Canadian lawyer and politician (1877–1966)

Richard W. Craig (August 26, 1877 – July 16, 1966) was a Canadian lawyer and politician who served in the Legislative Assembly of Manitoba from 1922 to 1927. For part of this time he served as a cabinet minister in the government of John Bracken.

== Early life and education ==
Craig was born in Underwood, Ontario, and was educated in Port Elgin and Winnipeg. He received a Bachelor of Arts degree in 1897 and an LL.B. degree in 1904, both from the University of Manitoba. Craig was called to the Manitoba bar the following year.

== Career ==
He worked as a barrister-at-law, and was appointed to the bench of the Law Society of Manitoba in 1916. From 1912 to 1916, he was Crown Prosecutor for the city of Winnipeg. In 1916, he was named King's Counsel. Craig also served as chair of the Winnipeg School Board, the Social Service Council of Canada, and the Winnipeg Canadian Club.

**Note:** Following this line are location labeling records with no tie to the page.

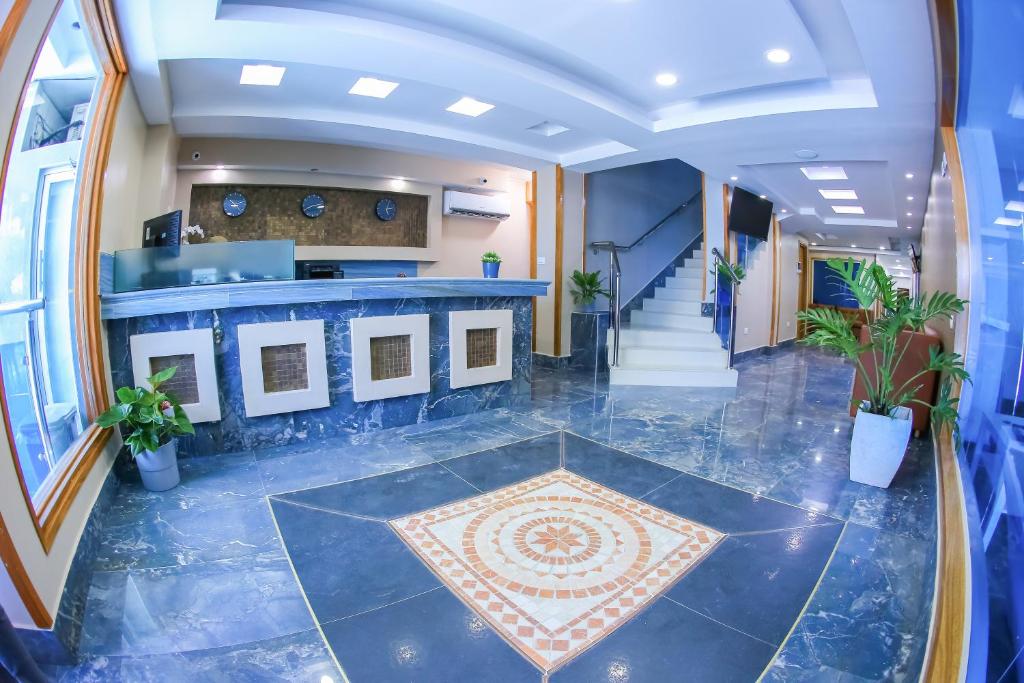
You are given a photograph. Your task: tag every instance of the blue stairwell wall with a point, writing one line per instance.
(624, 203)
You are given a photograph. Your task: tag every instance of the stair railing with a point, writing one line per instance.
(725, 321)
(615, 272)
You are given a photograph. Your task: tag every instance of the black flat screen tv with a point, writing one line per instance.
(163, 230)
(750, 214)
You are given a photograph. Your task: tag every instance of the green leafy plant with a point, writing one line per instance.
(151, 418)
(872, 287)
(587, 287)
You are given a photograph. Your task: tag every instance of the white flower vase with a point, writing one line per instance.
(878, 445)
(159, 468)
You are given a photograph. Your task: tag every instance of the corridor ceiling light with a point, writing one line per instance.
(824, 172)
(261, 75)
(373, 87)
(777, 55)
(470, 107)
(838, 194)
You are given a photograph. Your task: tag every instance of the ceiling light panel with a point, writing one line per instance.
(824, 172)
(261, 75)
(373, 87)
(470, 107)
(838, 194)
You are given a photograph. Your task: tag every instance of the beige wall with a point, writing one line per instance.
(48, 570)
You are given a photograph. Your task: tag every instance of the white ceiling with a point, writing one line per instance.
(859, 90)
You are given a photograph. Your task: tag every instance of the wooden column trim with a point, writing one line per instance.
(559, 248)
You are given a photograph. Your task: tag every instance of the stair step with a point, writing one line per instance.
(673, 306)
(667, 337)
(669, 376)
(674, 321)
(679, 293)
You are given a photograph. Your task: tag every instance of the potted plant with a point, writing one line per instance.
(152, 420)
(492, 262)
(586, 288)
(882, 427)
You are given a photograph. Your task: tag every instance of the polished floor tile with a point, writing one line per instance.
(430, 638)
(669, 642)
(346, 564)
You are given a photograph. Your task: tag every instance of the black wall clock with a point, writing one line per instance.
(313, 205)
(235, 204)
(386, 209)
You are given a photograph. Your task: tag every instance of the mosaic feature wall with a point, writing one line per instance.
(274, 212)
(344, 416)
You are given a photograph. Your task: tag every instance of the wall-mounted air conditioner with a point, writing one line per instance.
(493, 207)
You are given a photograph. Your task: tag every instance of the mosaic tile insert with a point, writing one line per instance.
(285, 368)
(390, 357)
(481, 347)
(556, 562)
(184, 384)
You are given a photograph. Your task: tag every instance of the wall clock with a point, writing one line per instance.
(386, 209)
(313, 205)
(235, 204)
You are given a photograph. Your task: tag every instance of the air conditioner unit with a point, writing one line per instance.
(493, 207)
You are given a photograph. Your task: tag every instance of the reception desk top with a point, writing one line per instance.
(237, 295)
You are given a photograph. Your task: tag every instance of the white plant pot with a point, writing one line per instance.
(159, 468)
(878, 446)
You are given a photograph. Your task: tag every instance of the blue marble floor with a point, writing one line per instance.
(276, 564)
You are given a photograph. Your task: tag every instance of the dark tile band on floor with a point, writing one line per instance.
(195, 583)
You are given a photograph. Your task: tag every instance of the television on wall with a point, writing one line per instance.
(749, 214)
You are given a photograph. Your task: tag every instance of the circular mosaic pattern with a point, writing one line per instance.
(557, 546)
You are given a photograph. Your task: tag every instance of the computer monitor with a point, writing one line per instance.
(163, 230)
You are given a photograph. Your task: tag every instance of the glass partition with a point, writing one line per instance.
(990, 133)
(211, 263)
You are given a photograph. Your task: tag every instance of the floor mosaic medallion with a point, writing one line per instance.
(556, 562)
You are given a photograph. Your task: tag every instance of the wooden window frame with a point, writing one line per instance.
(64, 483)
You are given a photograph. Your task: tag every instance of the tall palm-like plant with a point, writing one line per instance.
(871, 287)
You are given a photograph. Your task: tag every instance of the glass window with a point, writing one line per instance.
(38, 232)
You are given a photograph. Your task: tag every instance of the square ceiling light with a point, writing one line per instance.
(261, 75)
(470, 107)
(373, 87)
(824, 172)
(838, 194)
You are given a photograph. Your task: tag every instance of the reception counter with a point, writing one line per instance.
(275, 363)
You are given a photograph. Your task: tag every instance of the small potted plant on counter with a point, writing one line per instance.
(586, 288)
(883, 425)
(152, 420)
(492, 262)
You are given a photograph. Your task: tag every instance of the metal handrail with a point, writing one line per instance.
(615, 272)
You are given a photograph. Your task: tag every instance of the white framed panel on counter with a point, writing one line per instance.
(460, 325)
(365, 330)
(254, 338)
(195, 343)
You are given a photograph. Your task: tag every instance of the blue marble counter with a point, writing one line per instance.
(238, 295)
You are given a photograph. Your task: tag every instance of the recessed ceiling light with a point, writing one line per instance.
(838, 194)
(824, 172)
(470, 107)
(373, 87)
(261, 75)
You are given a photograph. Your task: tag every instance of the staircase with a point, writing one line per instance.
(669, 343)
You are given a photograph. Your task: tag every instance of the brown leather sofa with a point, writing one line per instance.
(915, 357)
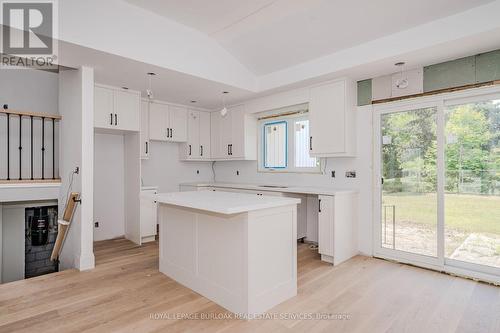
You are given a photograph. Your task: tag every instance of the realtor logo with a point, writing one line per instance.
(28, 32)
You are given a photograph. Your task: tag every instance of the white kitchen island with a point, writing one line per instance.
(238, 250)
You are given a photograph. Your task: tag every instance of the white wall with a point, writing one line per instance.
(76, 103)
(116, 27)
(163, 169)
(109, 186)
(29, 90)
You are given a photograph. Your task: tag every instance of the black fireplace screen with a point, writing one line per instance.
(41, 234)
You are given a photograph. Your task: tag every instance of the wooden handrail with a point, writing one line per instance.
(30, 181)
(30, 114)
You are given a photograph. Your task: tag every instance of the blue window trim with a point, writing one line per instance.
(265, 144)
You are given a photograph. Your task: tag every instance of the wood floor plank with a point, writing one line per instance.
(127, 293)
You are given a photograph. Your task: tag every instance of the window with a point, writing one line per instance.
(284, 145)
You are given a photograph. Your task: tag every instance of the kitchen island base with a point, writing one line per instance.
(245, 262)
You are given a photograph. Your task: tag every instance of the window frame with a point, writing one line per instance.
(290, 151)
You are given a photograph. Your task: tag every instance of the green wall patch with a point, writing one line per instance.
(488, 66)
(364, 92)
(450, 74)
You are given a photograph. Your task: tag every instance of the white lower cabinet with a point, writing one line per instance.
(337, 227)
(326, 207)
(148, 215)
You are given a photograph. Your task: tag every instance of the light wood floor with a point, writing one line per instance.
(125, 289)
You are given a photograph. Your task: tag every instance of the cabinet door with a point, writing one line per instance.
(158, 121)
(178, 123)
(326, 206)
(327, 107)
(145, 130)
(103, 108)
(204, 149)
(226, 132)
(127, 110)
(191, 150)
(148, 215)
(217, 146)
(237, 130)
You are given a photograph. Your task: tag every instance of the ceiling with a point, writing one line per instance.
(167, 85)
(270, 35)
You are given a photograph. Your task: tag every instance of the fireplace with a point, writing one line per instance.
(41, 234)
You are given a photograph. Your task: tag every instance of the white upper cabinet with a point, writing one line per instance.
(205, 148)
(331, 119)
(197, 146)
(167, 122)
(145, 147)
(158, 122)
(178, 123)
(103, 107)
(234, 136)
(127, 110)
(116, 108)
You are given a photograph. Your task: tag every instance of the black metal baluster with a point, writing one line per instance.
(31, 122)
(53, 148)
(43, 147)
(8, 146)
(20, 146)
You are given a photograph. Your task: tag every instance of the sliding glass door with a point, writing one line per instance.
(437, 202)
(409, 188)
(472, 187)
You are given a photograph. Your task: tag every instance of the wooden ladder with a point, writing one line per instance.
(64, 225)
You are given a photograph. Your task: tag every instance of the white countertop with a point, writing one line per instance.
(278, 188)
(149, 188)
(223, 202)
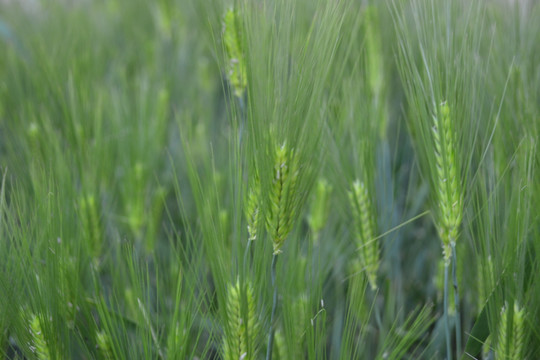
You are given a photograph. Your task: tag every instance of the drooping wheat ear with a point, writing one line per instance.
(104, 345)
(319, 207)
(91, 224)
(242, 327)
(363, 218)
(283, 197)
(511, 337)
(252, 209)
(39, 345)
(233, 40)
(449, 197)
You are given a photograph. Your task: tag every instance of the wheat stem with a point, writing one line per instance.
(446, 318)
(274, 308)
(456, 299)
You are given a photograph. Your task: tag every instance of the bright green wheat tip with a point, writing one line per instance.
(511, 337)
(363, 218)
(252, 210)
(39, 345)
(104, 345)
(283, 196)
(241, 331)
(448, 190)
(233, 39)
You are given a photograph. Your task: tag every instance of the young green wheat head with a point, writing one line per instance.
(448, 189)
(39, 346)
(232, 38)
(242, 326)
(363, 218)
(283, 196)
(511, 339)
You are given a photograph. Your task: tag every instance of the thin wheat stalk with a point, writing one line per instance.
(274, 309)
(446, 319)
(456, 300)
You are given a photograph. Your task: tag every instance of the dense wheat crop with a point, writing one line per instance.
(269, 179)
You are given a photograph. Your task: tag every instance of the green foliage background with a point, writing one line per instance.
(127, 153)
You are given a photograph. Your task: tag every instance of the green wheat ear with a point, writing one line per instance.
(39, 345)
(252, 209)
(233, 39)
(283, 196)
(242, 327)
(511, 338)
(448, 192)
(363, 218)
(104, 345)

Craig was initially Conservative, and endorsed the Manitoba Conservative Party in the 1915 election on the grounds that it was more supportive of higher education than was the Manitoba Liberal Party. He later left the Conservatives, and was elected to Manitoba's legislature in the 1922 provincial election as a candidate of the newly formed Progressive Association in Winnipeg. During this period, Winnipeg was a single constituency which elected ten members via a single transferable ballot. Despite finishing twelfth in the count of first preferences and being in the middle of the pack for much of the counting process, his voting totals stayed solid till the end when he was declared elected. Eight Progressive candidates ran in Winnipeg, but Craig was the only one elected.

Winnipeg's Progressive MLA aligned with the United Farmers of Manitoba (UFM), which swept the rural constituencies to emerge as the largest party in the legislature. The Progressive party was a force in federal politics at this time and the UFM took the name the Progressive, when it formed government. As the government's only Winnipeg representative, Craig was assured of a cabinet position. He was appointed as the province's Attorney General on August 8, 1922.

Craig emerged as Premier John Bracken's most trusted confidante during the parliament that followed, and became known as the government's strongest voice in the legislature. Like the premier, Craig believed that Manitoba should be governed in a non-partisan, efficient and business-like manner. On January 12, 1925, he was given a secondary portfolio of Minister of Telephones and Telegraphs.

Although a successful minister and a young man, Craig chose to retire from the legislature after only a single term. He resumed his practice as a lawyer, and provided legal services for Bracken's ministry in 1929.

== Personal life ==
Craig was married to Marguerite Maud Hogg. He died in Victoria, British Columbia at the age of 88 in 1966.